Modou Joof

Personal information
- Full name: Modou Joof
- Date of birth: 1 October 2002 (age 23)
- Place of birth: Essau, The Gambia
- Position: Centre-back

Team information
- Current team: Manila Digger
- Number: 20

Youth career
- 2010–2016: Gambia Ports Authority

Senior career*
- Years: Team / Apps / (Gls)
- 2016–2021: Gambia Ports Authority
- 2021–2022: Guédiawaye
- 2022–2023: CR Bernoussi
- 2023–2024: BST Galaxy
- 2024–: Manila Digger / 26 / (4)

International career
- 2020: Gambia U20

= Modou Joof =

Gambian footballer (born 2002)

Modou Joof (born 1 October 2002) is a Gambian professional footballer who plays as a centre-back for Philippines Football League club Manila Digger.

==Club career==
===Gambia===
Joof was born in Essau in northwestern Gambia. Starting at 8 years old, he played youth football for Gambia Ports Authority before continuing to play for their senior team in 2016, which got him noticed by national team coaches. In 2021, he moved to Senegal to play for Guédiawaye.

===Morocco===
In August 2022, Joof signed for Botola Pro 2 side CR Bernoussi. Though he signed a three-year contract with the Moroccan team, he departed in 2023, returning to Gambia to play for BST Galaxy.

===Philippines===
it was announced in mid 2024 that Joof would be departing BST Galaxy, joining fellow Gambian players Saikou Ceesay and Modou Manneh in signing for Manila Digger of the Philippines Football League.

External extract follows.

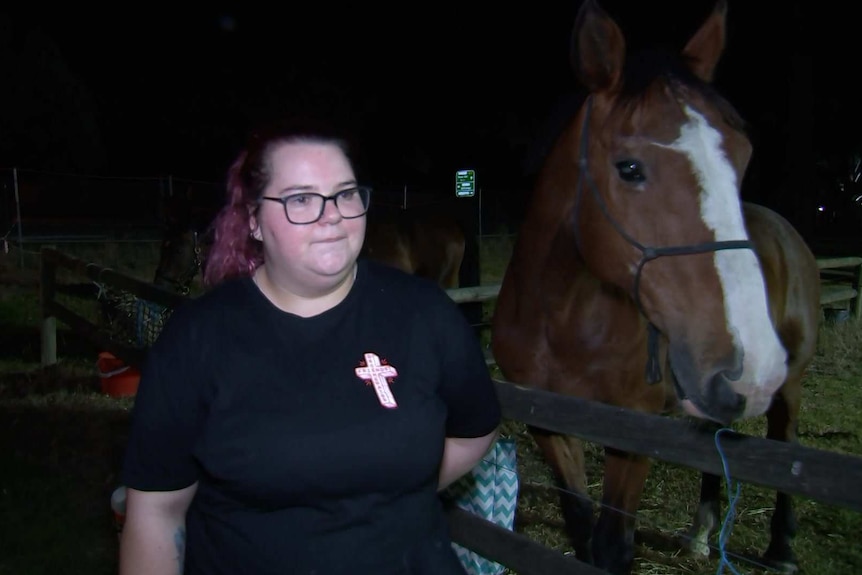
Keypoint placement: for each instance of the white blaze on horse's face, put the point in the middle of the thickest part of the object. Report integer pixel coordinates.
(764, 367)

After a solid first season at the club, Joof stayed with Digger for the next PFL season. He would also see action in the club's continental campaigns, representing them in the AFC Challenge League and scoring a goal as Digger lost to Persib Bandung of Indonesia in the AFC Champions League Two.

==International career==
===Gambia U20===
While playing for GPA, Joof was called up to the Gambia under-20 national team in October 2020 as part of the preparation ahead of the 2020 WAFU U-20 tournament. In November, Gambia won, qualifying for the 2021 U-20 Africa Cup of Nations.